Injective metrics on buildings and symmetric spaces

TL;DR

This paper explores injective metrics on symmetric spaces and buildings, showing their properties and actions of classical groups, with implications for geometric group theory and metric space embeddings.

Contribution

It introduces natural injective and coarsely injective metrics on classical symmetric spaces and buildings, and proves proper cocompact actions of classical groups on these spaces.

Findings

Goldman-Iwahori metric satisfies Helly property for balls

Classical semisimple groups act properly and cocompactly on injective spaces

Injective hull of GL(n,R) is the space of all norms on R^n

Abstract

In this article, we show that the Goldman-Iwahori metric on the space of all norms on a fixed vector space satisfies the Helly property for balls. On the non-Archimedean side, we deduce that most classical Bruhat-Tits buildings may be endowed with a natural piecewise $\ell^\infty$ metric which is injective. We also prove that most classical semisimple groups over non-Archimedean local fields act properly and cocompactly on Helly graphs.
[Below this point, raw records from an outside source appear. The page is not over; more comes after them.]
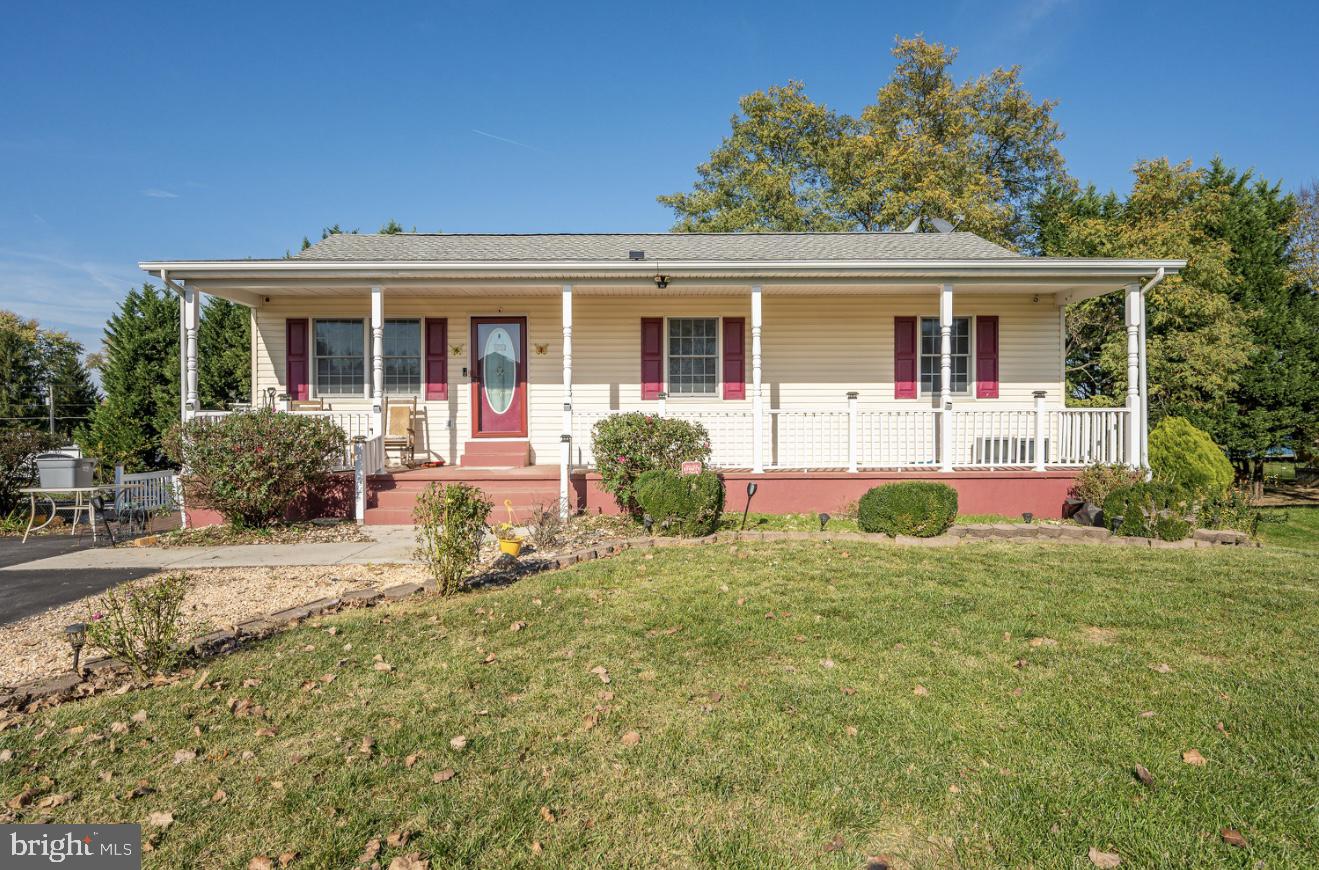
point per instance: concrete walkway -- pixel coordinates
(392, 545)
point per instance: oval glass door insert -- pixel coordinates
(499, 369)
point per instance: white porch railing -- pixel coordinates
(850, 438)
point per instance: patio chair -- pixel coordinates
(129, 517)
(400, 427)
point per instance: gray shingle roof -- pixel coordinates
(673, 247)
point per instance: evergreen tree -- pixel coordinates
(223, 355)
(66, 377)
(140, 377)
(20, 373)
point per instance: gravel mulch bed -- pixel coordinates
(227, 535)
(218, 599)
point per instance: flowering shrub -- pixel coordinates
(141, 625)
(252, 467)
(629, 444)
(1095, 483)
(450, 521)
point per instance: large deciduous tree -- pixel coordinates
(1232, 339)
(975, 153)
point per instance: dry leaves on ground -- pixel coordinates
(1104, 858)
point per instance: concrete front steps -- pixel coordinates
(392, 498)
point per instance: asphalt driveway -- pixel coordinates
(25, 592)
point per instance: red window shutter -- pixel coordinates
(437, 359)
(904, 357)
(296, 359)
(987, 357)
(652, 357)
(735, 357)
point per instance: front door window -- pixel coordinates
(499, 376)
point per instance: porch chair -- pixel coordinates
(400, 427)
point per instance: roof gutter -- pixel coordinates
(1014, 266)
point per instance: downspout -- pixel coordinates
(1145, 404)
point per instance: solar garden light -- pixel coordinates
(751, 492)
(77, 637)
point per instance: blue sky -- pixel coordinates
(133, 131)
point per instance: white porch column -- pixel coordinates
(1134, 414)
(191, 319)
(757, 410)
(1145, 393)
(1041, 434)
(566, 438)
(945, 377)
(377, 359)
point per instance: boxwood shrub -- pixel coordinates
(922, 509)
(627, 446)
(255, 465)
(1186, 456)
(687, 505)
(1149, 510)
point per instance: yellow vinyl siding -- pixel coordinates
(814, 349)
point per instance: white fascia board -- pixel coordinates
(1005, 268)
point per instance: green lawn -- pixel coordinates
(1299, 529)
(796, 703)
(811, 522)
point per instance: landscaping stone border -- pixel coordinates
(104, 671)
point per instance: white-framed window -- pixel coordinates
(693, 356)
(402, 357)
(930, 356)
(339, 351)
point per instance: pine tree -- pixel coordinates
(65, 376)
(20, 373)
(140, 377)
(223, 355)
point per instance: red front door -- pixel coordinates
(499, 377)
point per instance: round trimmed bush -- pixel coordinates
(1149, 510)
(687, 505)
(1186, 456)
(629, 444)
(921, 509)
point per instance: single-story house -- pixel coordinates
(822, 364)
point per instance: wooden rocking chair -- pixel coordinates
(400, 429)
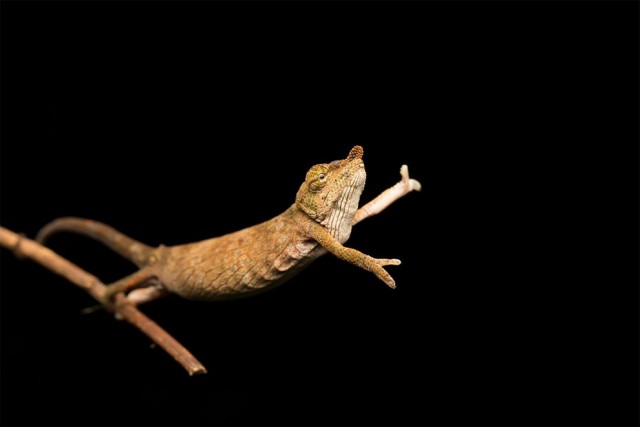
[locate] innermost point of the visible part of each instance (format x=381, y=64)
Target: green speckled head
x=331, y=191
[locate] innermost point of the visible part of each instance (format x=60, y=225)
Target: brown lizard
x=256, y=258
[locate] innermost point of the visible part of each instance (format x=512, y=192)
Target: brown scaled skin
x=256, y=258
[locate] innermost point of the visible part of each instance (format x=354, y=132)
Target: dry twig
x=122, y=307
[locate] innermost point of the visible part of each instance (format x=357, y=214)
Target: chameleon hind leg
x=134, y=280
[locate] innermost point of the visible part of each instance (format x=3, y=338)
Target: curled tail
x=133, y=250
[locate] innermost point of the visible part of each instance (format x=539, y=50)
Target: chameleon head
x=331, y=192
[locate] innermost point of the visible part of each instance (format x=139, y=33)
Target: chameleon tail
x=133, y=250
This gives another proof of biautomaticity for their uniform lattices. On the Archimedean side, we deduce that most classical symmetric spaces of non-compact type may be endowed with a natural invariant Finsler metric, restricting to an $\ell^\infty$ on each flat, which is coarsely injective. We also prove that most classical semisimple groups over Archimedean local fields act properly and cocompactly on injective metric spaces. We identify the injective hull of the symmetric space of $\operatorname{GL}(n,\mathbb{R})$ as the space of all norms on $\mathbb{R}^n$. The only exception is the special linear group: if $n=3$ or $n \geq 5$ and $\mathbb{K}$ is a local field, we show that $\operatorname{SL}(n,\mathbb{K})$ does not act properly and coboundedly on an injective metric space.